Working in your Second Language

Mathieu Langelier

Business Analyst | Consulting

Summer 2012, Cape May, New Jersey, USA

Me: “Cap May Camping Resort, Mathieu on the phone, how can I help you today?”

Caller: “I want to speak to an American! I can’t understand your accent!”

This summarizes the summer when I first experienced what it was like working in my second language. At that time, I had only worked and lived in my mother tongue which, as you can guess from my name, is French. Since that summer, I decided to work and study in English. I could have chosen the easy way and stuck with French, but to be honest, I don’t like simple things. So I decided to challenge myself and live in my second language.

Since that decisive moment, I have to overcome many fears daily. The fear of not being understood because of my accent (thanks to the person who refused to talk to me on that summer day!), the fear of making an obvious mistake that even a first grader wouldn’t do, and the fear of being underestimated and put aside based solely on my accent.

When I started to work with Deloitte, I decided that these fears were silly and were not worth blocking me from achieving my goals. Shifting my perspective, and working in an inclusive culture that embraces diversity, has helped me to lose my fears and move forward in my career.

Deloitte has a unique culture and openness is a central part of it. People at Deloitte, regardless of their rank, are open to differences and appreciate them. At Deloitte, colleagues like to network and learn more about each other. When my co-workers hear my accent for the first time, they are very interested to learn more about my story. It is usually a very good icebreaker and a good way to start the conversation. At Deloitte you shouldn’t be afraid to show your differences because each persons’ unique perspective and background only further contributes to Deloitte’s inclusive culture.

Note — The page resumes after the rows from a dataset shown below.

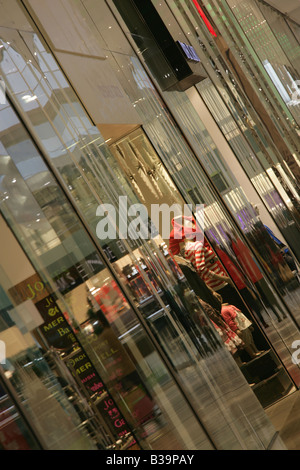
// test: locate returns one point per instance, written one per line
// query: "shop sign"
(80, 364)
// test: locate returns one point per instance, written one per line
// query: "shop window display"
(125, 296)
(218, 226)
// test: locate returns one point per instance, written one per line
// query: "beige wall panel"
(99, 90)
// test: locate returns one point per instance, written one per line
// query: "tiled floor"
(285, 416)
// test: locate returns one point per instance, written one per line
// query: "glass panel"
(181, 164)
(90, 311)
(14, 432)
(39, 390)
(266, 44)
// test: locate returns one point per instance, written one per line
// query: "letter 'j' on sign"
(2, 92)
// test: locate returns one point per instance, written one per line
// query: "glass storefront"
(117, 316)
(192, 182)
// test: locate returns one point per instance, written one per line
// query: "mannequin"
(203, 259)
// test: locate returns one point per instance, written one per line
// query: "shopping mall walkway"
(285, 416)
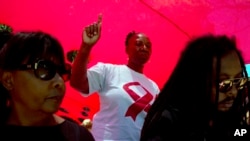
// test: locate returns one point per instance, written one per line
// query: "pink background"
(168, 23)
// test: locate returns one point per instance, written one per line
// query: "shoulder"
(74, 130)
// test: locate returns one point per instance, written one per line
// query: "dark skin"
(138, 50)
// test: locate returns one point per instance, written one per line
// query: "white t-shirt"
(125, 96)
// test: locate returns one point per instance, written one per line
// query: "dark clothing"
(66, 131)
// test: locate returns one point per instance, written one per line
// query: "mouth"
(55, 98)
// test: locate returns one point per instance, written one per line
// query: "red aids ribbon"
(141, 103)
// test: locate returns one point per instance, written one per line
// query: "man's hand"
(92, 32)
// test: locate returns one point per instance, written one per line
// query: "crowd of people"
(206, 98)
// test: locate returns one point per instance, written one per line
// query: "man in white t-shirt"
(125, 92)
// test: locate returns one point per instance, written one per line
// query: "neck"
(32, 120)
(137, 68)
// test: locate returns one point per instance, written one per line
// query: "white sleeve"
(96, 76)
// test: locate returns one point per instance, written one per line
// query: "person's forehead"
(230, 64)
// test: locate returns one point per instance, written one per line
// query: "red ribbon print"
(141, 103)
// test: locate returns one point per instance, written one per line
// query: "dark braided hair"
(186, 97)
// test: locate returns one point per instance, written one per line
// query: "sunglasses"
(46, 70)
(226, 85)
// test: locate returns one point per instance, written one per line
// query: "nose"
(142, 47)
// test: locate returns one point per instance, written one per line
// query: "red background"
(168, 23)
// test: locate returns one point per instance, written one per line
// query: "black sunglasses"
(46, 70)
(226, 85)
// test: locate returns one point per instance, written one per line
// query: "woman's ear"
(7, 80)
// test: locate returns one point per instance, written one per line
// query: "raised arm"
(90, 36)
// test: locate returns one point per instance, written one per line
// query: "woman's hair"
(26, 47)
(189, 88)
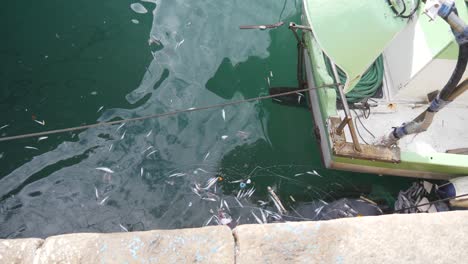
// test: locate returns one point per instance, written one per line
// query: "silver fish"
(152, 152)
(29, 147)
(40, 122)
(314, 172)
(209, 221)
(104, 200)
(256, 218)
(123, 228)
(252, 192)
(176, 175)
(263, 216)
(276, 201)
(240, 204)
(227, 206)
(105, 169)
(210, 183)
(123, 124)
(149, 133)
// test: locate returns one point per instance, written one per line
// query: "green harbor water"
(72, 63)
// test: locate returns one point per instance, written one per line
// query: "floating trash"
(138, 8)
(123, 228)
(105, 169)
(29, 147)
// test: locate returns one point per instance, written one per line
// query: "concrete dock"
(415, 238)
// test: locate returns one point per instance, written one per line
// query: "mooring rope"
(193, 109)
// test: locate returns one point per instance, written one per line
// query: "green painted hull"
(434, 166)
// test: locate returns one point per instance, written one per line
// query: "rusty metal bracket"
(368, 152)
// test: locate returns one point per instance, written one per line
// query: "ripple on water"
(138, 8)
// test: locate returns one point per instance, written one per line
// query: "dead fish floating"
(105, 169)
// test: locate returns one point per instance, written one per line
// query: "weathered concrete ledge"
(417, 238)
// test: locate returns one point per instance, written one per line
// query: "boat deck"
(448, 131)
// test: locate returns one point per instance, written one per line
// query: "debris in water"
(40, 122)
(152, 152)
(105, 169)
(240, 204)
(210, 183)
(209, 220)
(29, 147)
(120, 127)
(243, 134)
(149, 133)
(227, 206)
(276, 201)
(123, 228)
(251, 192)
(263, 216)
(104, 200)
(179, 43)
(314, 172)
(96, 192)
(224, 218)
(148, 148)
(209, 199)
(256, 218)
(138, 8)
(176, 175)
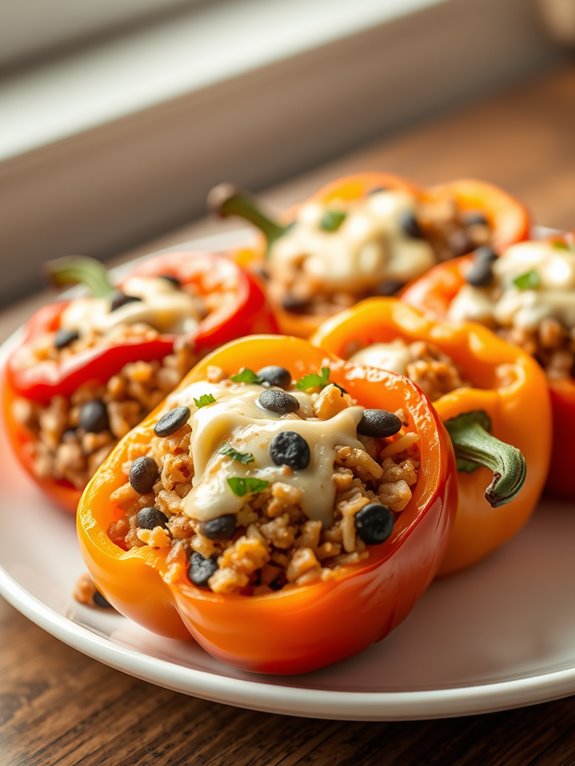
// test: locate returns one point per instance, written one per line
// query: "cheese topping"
(549, 292)
(394, 356)
(163, 306)
(237, 419)
(369, 246)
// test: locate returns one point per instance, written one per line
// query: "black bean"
(120, 299)
(275, 376)
(295, 305)
(65, 338)
(201, 569)
(291, 449)
(150, 518)
(279, 402)
(93, 417)
(144, 474)
(374, 523)
(409, 225)
(172, 421)
(460, 243)
(220, 528)
(475, 218)
(100, 601)
(172, 280)
(388, 287)
(481, 272)
(378, 423)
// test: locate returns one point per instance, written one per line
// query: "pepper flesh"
(247, 313)
(511, 407)
(507, 217)
(434, 293)
(300, 627)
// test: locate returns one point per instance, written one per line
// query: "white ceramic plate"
(500, 635)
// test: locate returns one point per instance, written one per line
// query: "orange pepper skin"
(509, 219)
(248, 313)
(299, 628)
(433, 293)
(479, 528)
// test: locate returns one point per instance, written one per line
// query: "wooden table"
(59, 707)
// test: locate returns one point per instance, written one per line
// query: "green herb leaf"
(332, 220)
(313, 380)
(242, 486)
(241, 457)
(246, 376)
(204, 400)
(528, 281)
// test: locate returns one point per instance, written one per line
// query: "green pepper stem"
(227, 200)
(80, 270)
(475, 446)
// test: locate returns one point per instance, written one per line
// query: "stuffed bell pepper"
(526, 296)
(489, 394)
(90, 367)
(367, 235)
(282, 507)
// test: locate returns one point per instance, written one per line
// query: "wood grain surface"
(59, 707)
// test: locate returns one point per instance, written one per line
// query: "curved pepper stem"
(80, 270)
(227, 200)
(475, 446)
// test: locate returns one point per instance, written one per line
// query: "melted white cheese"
(394, 356)
(369, 247)
(163, 306)
(507, 305)
(237, 419)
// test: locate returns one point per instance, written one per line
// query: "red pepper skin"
(433, 294)
(249, 313)
(299, 628)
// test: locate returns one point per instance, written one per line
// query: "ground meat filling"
(255, 493)
(423, 363)
(70, 437)
(527, 296)
(333, 256)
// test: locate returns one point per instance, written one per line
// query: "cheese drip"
(506, 305)
(394, 356)
(370, 246)
(163, 306)
(237, 419)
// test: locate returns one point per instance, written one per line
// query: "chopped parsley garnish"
(313, 380)
(560, 244)
(240, 457)
(204, 400)
(530, 280)
(332, 220)
(247, 376)
(241, 486)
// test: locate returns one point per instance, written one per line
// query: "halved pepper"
(41, 380)
(506, 216)
(301, 627)
(504, 384)
(433, 293)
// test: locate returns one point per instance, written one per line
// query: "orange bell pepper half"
(507, 217)
(300, 627)
(433, 293)
(504, 383)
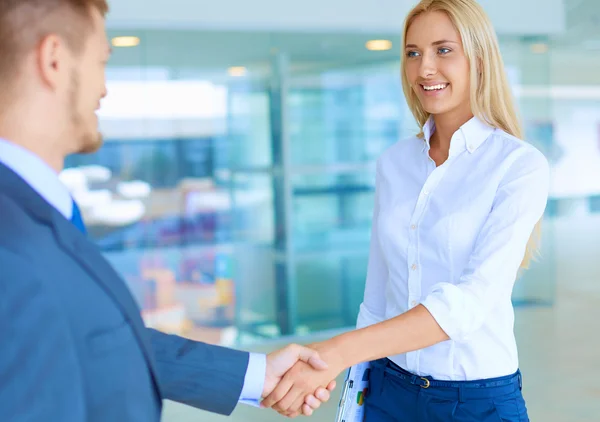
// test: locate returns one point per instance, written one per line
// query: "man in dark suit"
(74, 347)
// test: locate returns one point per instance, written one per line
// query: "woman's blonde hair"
(491, 97)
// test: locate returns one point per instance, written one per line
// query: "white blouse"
(452, 238)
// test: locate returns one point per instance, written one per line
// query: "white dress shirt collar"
(469, 136)
(37, 174)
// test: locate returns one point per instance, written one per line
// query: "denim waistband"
(460, 390)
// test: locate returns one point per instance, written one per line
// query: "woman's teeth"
(434, 87)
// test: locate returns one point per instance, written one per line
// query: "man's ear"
(52, 56)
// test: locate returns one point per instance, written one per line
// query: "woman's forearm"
(413, 330)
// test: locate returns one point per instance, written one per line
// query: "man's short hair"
(24, 23)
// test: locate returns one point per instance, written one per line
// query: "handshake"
(299, 379)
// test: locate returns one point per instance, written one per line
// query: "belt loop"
(461, 396)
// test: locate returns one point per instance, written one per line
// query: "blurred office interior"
(234, 191)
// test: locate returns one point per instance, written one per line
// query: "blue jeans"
(396, 395)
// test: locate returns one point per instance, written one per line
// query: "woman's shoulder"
(517, 148)
(400, 150)
(517, 155)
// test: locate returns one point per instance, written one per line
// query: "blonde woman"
(456, 208)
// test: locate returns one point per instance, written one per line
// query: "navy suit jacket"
(74, 346)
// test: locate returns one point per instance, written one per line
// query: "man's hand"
(280, 362)
(296, 388)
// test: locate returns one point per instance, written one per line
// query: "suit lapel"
(84, 252)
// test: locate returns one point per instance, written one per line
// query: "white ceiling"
(573, 58)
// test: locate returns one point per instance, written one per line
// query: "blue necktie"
(76, 218)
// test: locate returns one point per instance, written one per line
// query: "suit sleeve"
(197, 374)
(40, 378)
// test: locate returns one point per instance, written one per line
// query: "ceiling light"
(125, 41)
(591, 44)
(379, 45)
(237, 71)
(539, 48)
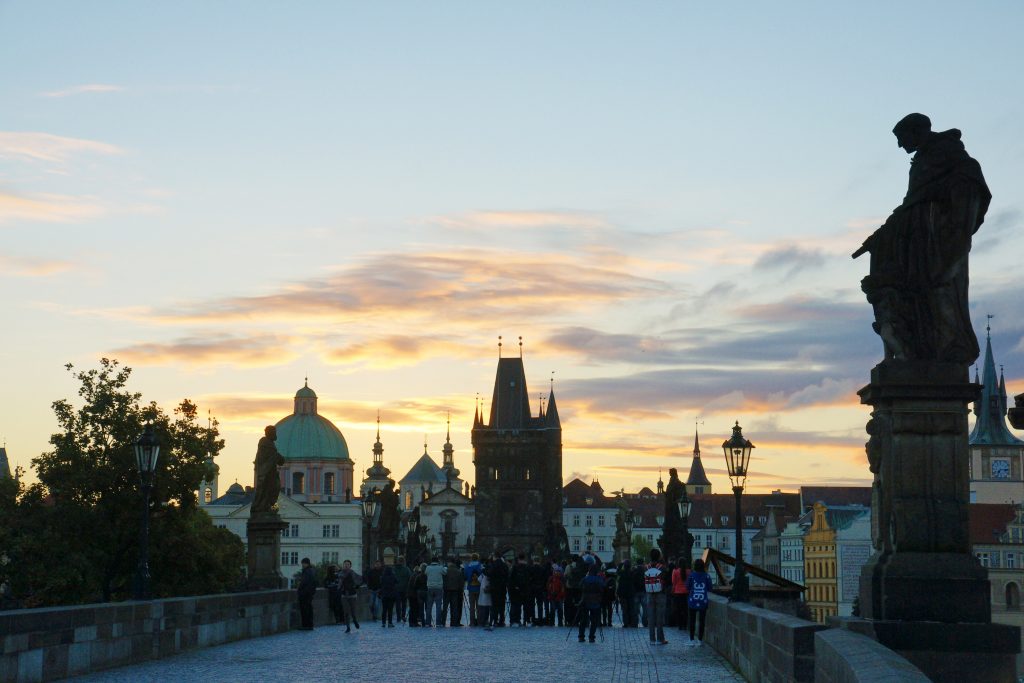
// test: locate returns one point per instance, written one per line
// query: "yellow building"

To all of you who work in their second, third or even forth language, be proud of yourself. Be proud of doing something that most people will never have the courage to do. Be proud that you’re overcoming difficulties, fears, and are achieving your goals. Most of all, be proud of your accent it shows your uniqueness and tells your story which is a story that should be told.

Mathieu obtained a Bachelor of Commerce with distinction (B. Comm.) with a specialization in Supply Chain Management at the John Molson School of Business. He is currently a Business Technology Analyst in our Montreal practice.